L’année suivante, l’essai de Chantal Thomas, Casanova, un voyage libertin12, propose des pages importantes sur l’imposture et sur la relation à la véracité. Michel Delon, dans un article de 198713, décrit un Casanova dont le secret « est à chercher dans sa disponibilité », dans la résistance au déjà-écrit, dans l’art de transformer une situation sociale, celle d’un homme sans poids et sans importance, en modulation de l’existence. L’« homme sans conséquence » devient un inventeur du possible. Et c’est bien selon le possible qu’il faut lire l’Histoire de ma vie, comprendre l’écriture de Casanova : son enjeu tient moins à « la véracité de la narration » qu’à l’effort pour « maintenir une logique du désir ». Sous l’impulsion de Béatrice Didier et Michel Delon, Casanova écrivain entre dans les manuels d’histoire littéraire.

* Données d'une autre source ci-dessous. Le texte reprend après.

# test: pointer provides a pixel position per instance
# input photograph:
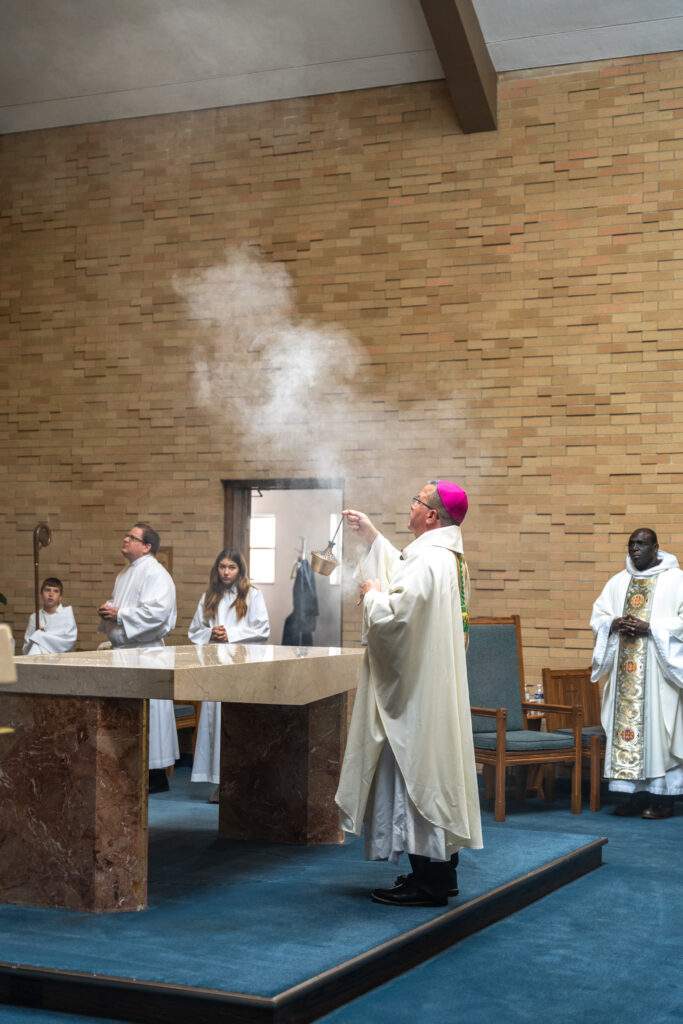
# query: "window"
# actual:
(262, 548)
(335, 578)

Cette préface n’est pas le lieu d’un bilan critique complet. Ces jalons ont été rappelés pour montrer que l’édition BP, avec tous ses défauts, a permis de recentrer l’intérêt sur l’écriture. La pulvérulence des publications et la dispersion des intérêts n’ont ensuite pas toujours facilité la sédimentation d’un champ casanovien structuré autour des questions essentielles, mais Casanova n’est plus cet « écrivain célèbre inconnu » évoqué par Félicien Marceau devant l’Académie française en 1977. Des thèses lui ont été consacrées14, d’autres sont en cours. Le bicentenaire de sa mort, en 1998, a donné lieu à des colloques et des publications savantes. Il a favorisé l’intérêt de la critique italienne, très active depuis. L’oubli de l’écrivain, de longue date thématisé, semble avoir été réparé. Pourtant, on s’étonne encore souvent d’apprendre qu’il n’est pas qu’un personnage, mais bien un écrivain. Les annexes et le quatrième volume de la présente édition, consacré à des textes philosophiques, pourront contribuer à rectifier cette image.